Never has there been a more redundant statement than “it’s a man’s world” when it comes to the reporting of politics. Across the main news channels, we see some of the best female journalists this country has to offer navigating the biggest stories of our time. They don’t take a supporting role; they aren’t the back-up. No, they’re the main event, the leaders; the ones which the audiences wait for with bated breath to hear their analysis. They’re also women, and they’re beginning to dominate a world which not so long ago was dubbed that ridiculous statement of “a man’s world.”
These phenomenal women circumnavigate the political quagmire with an ease and precision that matches, and in most cases excels their male counterparts. From the BBC’s Laura Kuenssberg, Sky News’ Beth Rigby, ITV’s Susanna Reid and the journalist who’s been leading the charge from the front for decades, Kay Burley, we have seen a forensic analysis of politics which is both engaging, concise, thought-provoking and fair.
These qualities are now more important than ever as we continue to dissect the political beast that is Brexit. With such fearsome opinions on all sides and the divisions in our country only increasing, holding truth to power has never been more important. And in a time where women’s voices are being elevated to heights first thought unreachable, it’s wonderful to see women demanding this consensus.
Sadly, against this necessary and positive progression in news broadcasting we can also see the statutory sexism and misogyny aimed at these formidable women on Twitter. Hounded with the type of insults which would never grace the comments section of their male counterpart’s posts, I would argue whether those who criticise could do a better job in the field than these journalists?
Have they never seen Laura Kuenssberg’s interviews with Prime Ministers? Or the detailed and varied political analysis of Beth Rigby? Have they never watched the awesome no-nonsense control Kay Burley has over a live-television debate? And Susanna Reid is the woman who can silence Piers Morgan! But no, to some in their comments stream, they should ‘shut-up and know their place’.
They are consistently accused of “favouritism”, a description which is banded around far too often nowadays. Unbiased, unfair, “she’s a Remainer”, “she’s a Leaver”; labels thrown into the political hemisphere without evidence or conviction.
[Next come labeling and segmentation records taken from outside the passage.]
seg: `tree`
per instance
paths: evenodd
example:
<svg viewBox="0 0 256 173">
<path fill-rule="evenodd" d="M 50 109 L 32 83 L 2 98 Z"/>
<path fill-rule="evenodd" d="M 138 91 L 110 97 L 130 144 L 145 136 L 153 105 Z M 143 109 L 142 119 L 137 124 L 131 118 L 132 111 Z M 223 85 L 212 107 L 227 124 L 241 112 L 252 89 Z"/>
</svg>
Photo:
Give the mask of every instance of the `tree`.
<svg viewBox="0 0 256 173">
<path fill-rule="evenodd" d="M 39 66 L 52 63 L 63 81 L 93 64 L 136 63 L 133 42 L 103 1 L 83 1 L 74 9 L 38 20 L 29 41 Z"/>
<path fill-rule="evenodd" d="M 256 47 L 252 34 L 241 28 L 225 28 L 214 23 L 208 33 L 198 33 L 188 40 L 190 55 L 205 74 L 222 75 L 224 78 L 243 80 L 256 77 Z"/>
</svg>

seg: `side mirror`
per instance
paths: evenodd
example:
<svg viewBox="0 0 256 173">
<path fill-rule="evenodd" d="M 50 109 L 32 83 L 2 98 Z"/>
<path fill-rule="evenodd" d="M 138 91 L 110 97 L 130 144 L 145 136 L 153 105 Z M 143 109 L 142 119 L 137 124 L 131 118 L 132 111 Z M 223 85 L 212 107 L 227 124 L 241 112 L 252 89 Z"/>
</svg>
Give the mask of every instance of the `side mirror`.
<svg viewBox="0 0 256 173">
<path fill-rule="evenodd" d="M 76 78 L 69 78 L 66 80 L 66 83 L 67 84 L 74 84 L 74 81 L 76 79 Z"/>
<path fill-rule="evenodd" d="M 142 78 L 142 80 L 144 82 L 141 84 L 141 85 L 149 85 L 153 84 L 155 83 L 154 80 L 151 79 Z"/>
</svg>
Take Kay Burley for example. Since the referendum result of 2016, where the UK voted to leave the European Union, she has been called a Leaver and a Remainer all in one day. In a debate between Remain supporter Femi Oluwole and the Brexit Party’s Lucy Harris, Burley was accused of being a Remainer. She subsequently revealed that in fact she didn’t vote in the referendum at all.
Having watched Kay Burley for years on Sky News, her direct, simplistic style of questioning, which cuts through the political nonsense, is exactly what the majority of voters want and more importantly need. And her revelation of not voting in the 2016 referendum doesn’t really matter. Her job isn’t to promote her own voting credentials but maintain her record of fair questioning. Watching her interviews with candidates on all sides of the argument is the same – she pulls no punches. She has actively counterargued the remain side, the leave side, Labour, Conservative, SNP, Liberal Democrats, Green Party; all spectrums of the political wheel have been placed under her fair interrogations.
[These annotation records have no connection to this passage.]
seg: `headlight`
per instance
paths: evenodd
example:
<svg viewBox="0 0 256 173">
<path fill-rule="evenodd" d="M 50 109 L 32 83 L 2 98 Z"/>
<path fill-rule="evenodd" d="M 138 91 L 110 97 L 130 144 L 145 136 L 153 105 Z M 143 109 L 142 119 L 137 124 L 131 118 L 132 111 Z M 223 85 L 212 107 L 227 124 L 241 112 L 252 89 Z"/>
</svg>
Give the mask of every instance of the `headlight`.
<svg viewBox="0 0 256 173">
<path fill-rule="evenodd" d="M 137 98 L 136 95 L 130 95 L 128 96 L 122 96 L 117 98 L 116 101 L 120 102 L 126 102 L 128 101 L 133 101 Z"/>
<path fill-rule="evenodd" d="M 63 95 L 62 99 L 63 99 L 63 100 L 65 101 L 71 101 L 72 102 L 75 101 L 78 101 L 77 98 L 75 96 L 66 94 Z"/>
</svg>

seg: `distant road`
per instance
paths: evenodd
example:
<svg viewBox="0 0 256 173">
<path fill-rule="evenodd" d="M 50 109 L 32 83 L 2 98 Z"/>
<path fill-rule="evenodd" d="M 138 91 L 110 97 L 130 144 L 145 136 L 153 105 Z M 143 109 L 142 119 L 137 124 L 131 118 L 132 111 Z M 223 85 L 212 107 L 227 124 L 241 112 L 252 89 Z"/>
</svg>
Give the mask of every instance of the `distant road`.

Burley treats everyone with the same scrutiny with which a journalist should, and she does it better than most. To suggest anything else is deeply disingenuous. After all, how else has she stayed at the forefront of British journalism for so long?
It’s most likely that these accusations do not penetrate the consciousness of these women, and they shouldn’t. What their prominence on our screens vehemently states is that gender is no longer the compass of success. Their work is much larger than the cheap accusations of favouritism. It provides a door into the world of political journalism for young girls who perhaps have felt this exciting world was closed to them.
When you see Susanna Reid hosting Good Morning Britain, one of the most talked about morning shows in the UK, she’s opened the door. When Laura Kuenssberg’s phenomenal documentary ‘The Brexit Storm’ aired on BBC Two, showing the inner workings of both the reporting and analysing of the British political system, she opened the door. When Beth Rigby was the first to be picked to ask a question to President Donald Trump on his official State Visit, she opened the door. Kay Burley’s entire career has been opening the door and now we’re reaping the benefits.
“This is a man’s world, but it wouldn’t be nothing, nothing without a woman or a girl” are lyrics from an iconic song which these women defy. Their hard work, determination, professionalism and composure has proved that the reporting of the political universe is no longer a man’s world to start off with. It is one where women have a seat at the table, calling the shots, proving their worth and ensuring we all take notice. This is the age of political women and long may they reign.